I was a bit disappointed when I arrived. I haven’t worked with the algorithms at all. I’ve barely done any analysis. Mostly, I gather data because my web scraping skills open up new options, and software companies need data to demo their product. My statistical interest has…waned.

Maybe it’s just my professors speaking, but it is a bit aggravating to hear a few models triumphed as a panacea. To put my frustration into more statistical terms, around Salford, the prevailing opinion is that TreeNet, Random Forest, and MARS make every other modelling technique inadmissible. Want to update your regression techniques? Use these methods for literally everything. Time Series? Spatial Models? Experimental data? Observational Study? Plunk it right in there. It’s all the same.

Since I’m sure the last paragraph sounds overly critical, let me be clear before I give anyone the wrong idea. If I didn’t think these algorithms were amazingly powerful, and profoundly useful, I wouldn’t have been interested in working here. I think the advantage of Salford’s algorithms is not building the best model, but building the best model that can be realistically found.

Any parametric (read “traditional”) model requires you to make some assumptions about the relationship between predictors and your response. When these assumptions are correct they greatly improve the model, but an unreasonable assumption can severely handicap you from the start. Consider the assumption of linearity. If the relationship is linear, or reasonably linear, you get very good results, but sometimes that assumption can indicate there is no relationship, when the relationship is very strong. Below, we can see the results of the strictly first order linear assumption, when the relationship is very strong, but second order.

A perfectly flat line clearly does not represent this data well. While in this case (univariate, and easy to plot), it may be trivial to fit the true relationship by trying a polynomial model, the data are sufficiently large that a machine learning model can obtain almost the perfect fit without the necessary discovery process on the part of the scientist.

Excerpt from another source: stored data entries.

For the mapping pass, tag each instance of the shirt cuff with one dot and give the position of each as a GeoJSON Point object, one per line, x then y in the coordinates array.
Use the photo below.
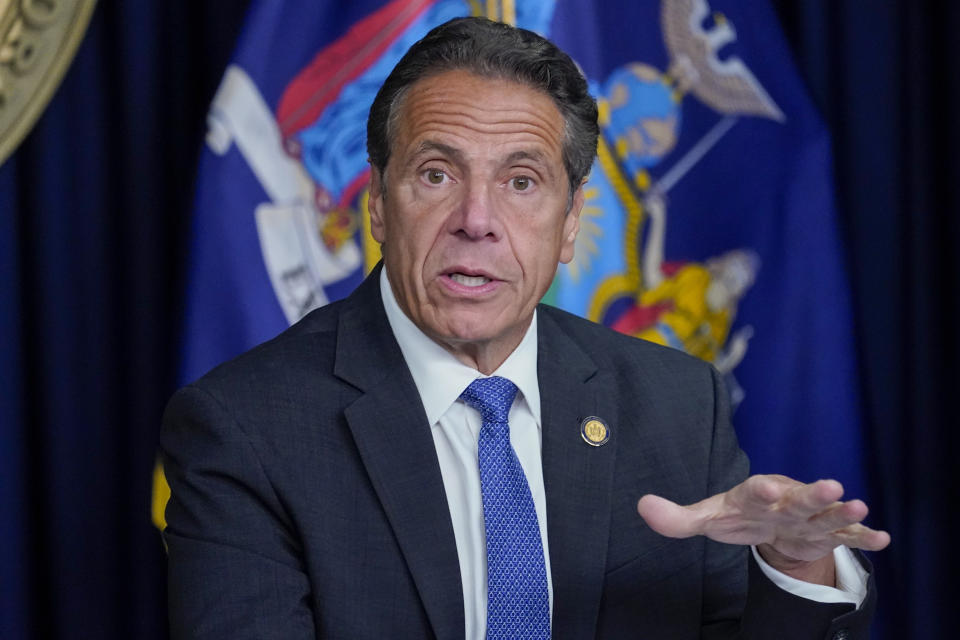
{"type": "Point", "coordinates": [851, 580]}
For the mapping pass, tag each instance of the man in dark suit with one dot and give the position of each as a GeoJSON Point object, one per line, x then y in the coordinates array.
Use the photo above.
{"type": "Point", "coordinates": [439, 456]}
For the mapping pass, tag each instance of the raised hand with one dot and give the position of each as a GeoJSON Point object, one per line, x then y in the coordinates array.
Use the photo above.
{"type": "Point", "coordinates": [795, 526]}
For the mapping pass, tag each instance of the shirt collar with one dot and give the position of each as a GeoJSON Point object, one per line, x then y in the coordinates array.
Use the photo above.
{"type": "Point", "coordinates": [440, 377]}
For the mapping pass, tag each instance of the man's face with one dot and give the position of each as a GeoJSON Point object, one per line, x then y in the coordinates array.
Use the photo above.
{"type": "Point", "coordinates": [473, 215]}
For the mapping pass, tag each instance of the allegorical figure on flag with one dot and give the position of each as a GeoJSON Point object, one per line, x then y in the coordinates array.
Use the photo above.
{"type": "Point", "coordinates": [439, 455]}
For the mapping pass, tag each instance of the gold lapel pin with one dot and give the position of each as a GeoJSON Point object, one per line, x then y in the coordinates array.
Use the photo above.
{"type": "Point", "coordinates": [595, 431]}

Immediately the obvious pattern in residuals disappears. The technique (TreeNet) has drastically improved the model however, since I simulated the data, I know the best model would be a perfect curve. Every little dip and corner indicates a small overfit by the model.

It is easy to see that there is a better model, and in fact it is easily obtainable, but in realistic (or just more complicated) cases, the “best model” may not be anything quickly discoverable. Consider the simulation below, which has a functional form I designed, but is not easily recognizable. The strict linear model does not perform well, and even a fifth order Taylor series fails to improve the performance satisfactorily (it might be a little worse).

The same model that produced the slightly overfit curve above does an almost ideal job of fitting this abstract function. We can see the same telltale deviations in the curves, and the model still underfits the middle dip, but overall this is a deployable model, as opposed to one that is correct on average, and wrong pretty much everywhere.

If you discover the actual way these variables are related, you will get a better model, but you could try a thousand combinations and get nothing comparable to what TreeNet provides. I simulated the data, so I know the actual form, but I forgot the exact terms, and accidentally fit something much worse.

This is a relatively simple example. There’s only one variable, which eliminates concerns of interactions, and multicollinearity. There’s no need to discover the functional form of multiple variables simultaneously, or explore severe nonlinearity (the true model is still “linear”), and the data can easily be plotted with predictions for a quick visual inspection of the results. In any real world scenario, the task of finding the perfect function to fit the data would be much harder.

So, does machine learning provide the best possible model for every scenario? No. Putting aside the concerns over existence of a describable (however complex) functional form for every relationship we can at least say that in physical models, there is a formula that will provide a closer fit than that yielded by machine learning. You might spend years, and years finding it. By the time you get the best possible fit, it might not matter anymore (it doesn’t help much to figure out exactly what makes a customer risky if your bank has already lost all of its money), but there might be a perfect model for your data.

The “best model” might exist, but it’s not always attainable. Getting a close model quickly is infinitely better than having no viable model at all.

Maybe next time I’ll discuss why predictive accuracy is not the only statistically relevant task.